Francesca Merlo, Anne Preckel und Marine Henriot – Vatikanstadt/Edmonton, Kanada

Gerry Shigouz kommt aus dem Tootinaowaziibeeng-Reservat in der kanadischen Provinz Manitoba, wo heute etwa 1600 Mitglieder ihres Volkes leben. Die First Nations-Vertreterin ist extra nach Alberta gereist, um dort an der Begegnung mit Papst Franziskus in Maswacis teilzunehmen. Leicht sei ihr die Teilnahme an dem Papst-Treffen mit Indigenen nicht gefallen, sagte sie am Montag vor Ort gegenüber Radio Vatikan:

„Ich bin wirklich nervös, heute hier zu sein. Aber hier bin ich nun und suche eine Entschuldigung – mehr als nur Worte hoffe ich auf Taten.

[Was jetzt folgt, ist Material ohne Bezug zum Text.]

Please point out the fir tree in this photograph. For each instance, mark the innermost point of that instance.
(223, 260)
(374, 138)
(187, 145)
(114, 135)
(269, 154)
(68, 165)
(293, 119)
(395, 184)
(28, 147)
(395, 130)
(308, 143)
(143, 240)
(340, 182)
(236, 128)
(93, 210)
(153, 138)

Ich wünsche mir, dass es eine aufrichtige und wahrhaftige Entschuldigung ist und dass Verantwortung für den Schaden und das Unrecht übernommen wird.“

Zum Nachhören - was eine Überlebende sagt

Geschwisterkinder von Eltern getrennt

„George konnte seine Geschichte nie teilen.“

Die Indigene mittleren Alters berichtet, dass sie von 1962 bis 1971 als Mädchen die Residential School Muscoweguan in Lestock in der Provinz Saskatchewan besuchte, auf die auch ihre Geschwister gebracht wurden. „Mein Bruder George besuchte sie elf Jahre lang, meine Schwester Darlene zehn Jahre lang und meine jüngere Schwester Connie sechs Jahre lang“, so Gerry.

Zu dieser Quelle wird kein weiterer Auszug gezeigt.